For several months the Bank has been considering withholding the second payment of a structural adjustment credit to the Royal Cambodian Government in reaction to the failure of the government to comply with the terms of the credit and its threats to expel an independent monitor of the forestry sector (see Bretton Woods Update 32).
Encouragingly, charges against the Global Witness country representative in Cambodia have been dropped, and reports are that the UK-based NGO may be allowed to continue as a monitor past the original three-month deadline set by the government in January. According to Bank spokesperson Melissa Fossberg, “there is a specific set of actions the Government has agreed to take before we would consider releasing the money.” These conditions include maintaining an independent forest crime monitor and continuing a donor-led review of forestry management plans and unsatisfactory impact assessments.

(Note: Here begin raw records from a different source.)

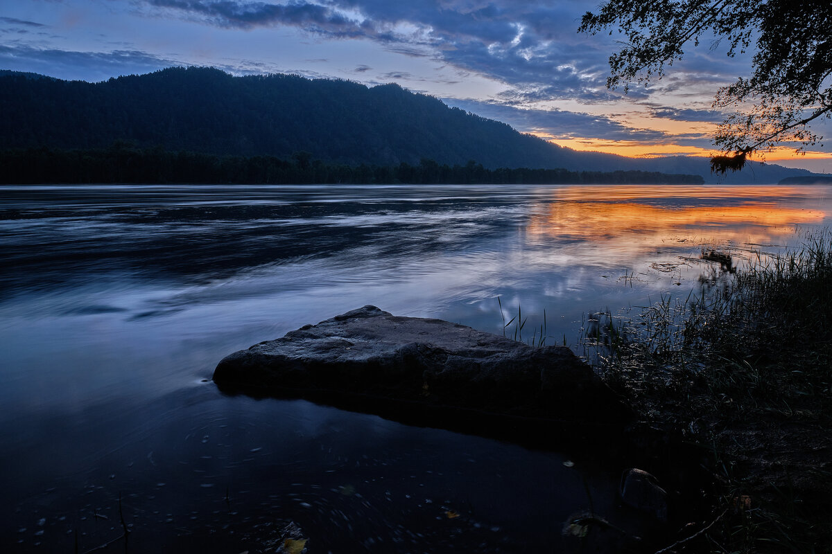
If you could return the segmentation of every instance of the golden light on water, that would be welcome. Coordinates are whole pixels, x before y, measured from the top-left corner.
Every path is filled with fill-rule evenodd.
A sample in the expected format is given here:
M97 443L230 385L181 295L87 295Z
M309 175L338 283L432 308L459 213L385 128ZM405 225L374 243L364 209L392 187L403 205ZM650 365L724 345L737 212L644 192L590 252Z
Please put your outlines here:
M703 205L711 191L719 202ZM692 255L709 246L781 244L797 226L826 217L824 209L778 201L803 195L796 187L568 187L552 194L557 201L539 204L530 216L528 239L567 249L591 243L607 261L655 257L662 247L676 253L690 248Z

In Papua New Guinea a network of NGOs working on forest issues has called on the Bank to use its influence to convince the government to intervene in an agreement allowing illegal logging. The agreement was signed between the Malaysian company Concord Pacific, the National Forest Board Chair and a controversial landowning company. According to CELCOR, an NGO based in Port Moresby, the construction of the Kiunga Aiambak logging road by Concord Pacific is the latest chapter in a saga which has seen a “complete breakdown in forestry management in the last 12 months.”
The project has repeatedly been brought to the World Bank’s attention. In October 2000, an independent forestry review team appointed by the Bank released a damning audit of the project. A year later, CELCOR lodged a complaint with the Bank’s Inspection Panel on behalf of landowners adversely affected by the project. The complaint was rejected by the Panel, finding that the “harm suffered by the requesters was not related to the actions/omissions of the Bank and the harm was caused by private entities which have no relation to the Bank’s programme”.
UK-based Forest Peoples Programme has published a NGO guide to the World Bank’s new Forest Policy. The guide, in question and answer format, is designed to help NGOs, forest peoples and indigenous peoples make sense of the new policy. Also available in French and Spanish.